Martin College
- Type: Private
- Established: 1976
- Affiliations: Australian Catholic University, Central Queensland University, Charles Sturt University, Griffith University, Queensland University of Technology, Raffles College of Design and Commerce
- Location: Sydney Brisbane Melbourne, VICNSW QLD, Australia
- Campus: Urban;
- Website: www.martin.edu.au

= Martin College =

Martin College is an Australian vocational education and training (VET) provider with campuses in Brisbane, Melbourne and central Sydney.

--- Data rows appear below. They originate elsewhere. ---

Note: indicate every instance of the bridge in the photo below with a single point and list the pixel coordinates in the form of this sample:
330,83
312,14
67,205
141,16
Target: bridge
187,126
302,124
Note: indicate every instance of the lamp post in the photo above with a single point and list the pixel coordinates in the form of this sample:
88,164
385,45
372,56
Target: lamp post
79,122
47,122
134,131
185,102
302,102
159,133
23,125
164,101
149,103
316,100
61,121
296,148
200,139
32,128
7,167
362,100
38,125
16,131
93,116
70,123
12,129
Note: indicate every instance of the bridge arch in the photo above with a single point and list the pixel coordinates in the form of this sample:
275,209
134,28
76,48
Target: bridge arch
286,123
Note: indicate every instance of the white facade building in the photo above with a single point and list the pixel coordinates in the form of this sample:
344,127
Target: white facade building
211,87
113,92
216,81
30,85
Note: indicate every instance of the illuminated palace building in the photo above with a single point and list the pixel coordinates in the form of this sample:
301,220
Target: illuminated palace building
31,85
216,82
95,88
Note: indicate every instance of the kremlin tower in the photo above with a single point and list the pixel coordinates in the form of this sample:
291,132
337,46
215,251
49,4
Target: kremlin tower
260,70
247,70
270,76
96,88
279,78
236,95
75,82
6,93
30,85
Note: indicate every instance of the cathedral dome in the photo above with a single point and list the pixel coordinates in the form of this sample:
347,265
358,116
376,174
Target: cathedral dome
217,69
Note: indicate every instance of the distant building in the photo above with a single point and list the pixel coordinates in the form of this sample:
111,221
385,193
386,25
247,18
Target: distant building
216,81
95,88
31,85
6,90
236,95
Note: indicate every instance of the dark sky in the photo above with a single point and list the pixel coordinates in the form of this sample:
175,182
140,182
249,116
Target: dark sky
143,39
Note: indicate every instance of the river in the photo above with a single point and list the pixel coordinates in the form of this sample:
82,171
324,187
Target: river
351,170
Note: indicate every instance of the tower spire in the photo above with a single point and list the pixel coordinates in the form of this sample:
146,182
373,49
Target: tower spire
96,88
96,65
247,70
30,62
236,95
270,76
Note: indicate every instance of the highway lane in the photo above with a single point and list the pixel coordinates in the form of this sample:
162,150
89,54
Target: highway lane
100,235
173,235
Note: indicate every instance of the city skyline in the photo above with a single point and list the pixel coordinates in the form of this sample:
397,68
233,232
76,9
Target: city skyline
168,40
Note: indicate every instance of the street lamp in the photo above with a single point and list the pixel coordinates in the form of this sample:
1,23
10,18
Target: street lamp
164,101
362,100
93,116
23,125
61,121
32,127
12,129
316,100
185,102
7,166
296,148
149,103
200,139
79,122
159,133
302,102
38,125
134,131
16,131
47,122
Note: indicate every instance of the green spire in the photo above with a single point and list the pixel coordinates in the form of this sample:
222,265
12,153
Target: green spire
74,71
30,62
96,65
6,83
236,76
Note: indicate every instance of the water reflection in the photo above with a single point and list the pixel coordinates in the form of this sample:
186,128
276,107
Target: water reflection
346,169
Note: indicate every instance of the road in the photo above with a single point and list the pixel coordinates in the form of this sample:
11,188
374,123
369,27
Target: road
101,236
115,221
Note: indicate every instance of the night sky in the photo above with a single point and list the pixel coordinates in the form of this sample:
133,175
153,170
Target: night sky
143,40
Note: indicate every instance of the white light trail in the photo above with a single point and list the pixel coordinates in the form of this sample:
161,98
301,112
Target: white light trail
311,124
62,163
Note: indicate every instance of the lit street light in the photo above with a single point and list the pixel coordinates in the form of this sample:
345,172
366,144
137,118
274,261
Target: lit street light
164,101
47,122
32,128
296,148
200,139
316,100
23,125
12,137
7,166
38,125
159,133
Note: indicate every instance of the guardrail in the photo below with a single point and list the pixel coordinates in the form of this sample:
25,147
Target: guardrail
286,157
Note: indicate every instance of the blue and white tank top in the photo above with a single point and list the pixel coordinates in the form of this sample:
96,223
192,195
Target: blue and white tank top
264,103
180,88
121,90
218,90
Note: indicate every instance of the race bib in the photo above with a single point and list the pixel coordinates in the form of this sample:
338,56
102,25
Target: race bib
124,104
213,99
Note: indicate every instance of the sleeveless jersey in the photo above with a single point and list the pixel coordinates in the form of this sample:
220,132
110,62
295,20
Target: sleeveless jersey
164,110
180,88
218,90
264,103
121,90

The college is also part of Study Group International, a worldwide specialist education company.

Martin College provides accredited, nationally recognised diploma and certificate courses in the areas of business and management, marketing, information technology, travel and tourism, event management and graphic design.

==History==
Martin College was established in 1976, when the Lorraine Martin Receptionist and Deportment Academy, founded by Lorraine Martin, commenced trading. By 1985 it was known as Lorraine Martin Commercial College Limited and operated under that title until November 1995 when it was purchased by Education and Training Australia Pty Limited.

Education and Training Australia Pty Limited became the Registered Training Organisation, which traded as Lorraine Martin College Pty Limited. Martin continued as a director and consultant to the company until her retirement in April 1997.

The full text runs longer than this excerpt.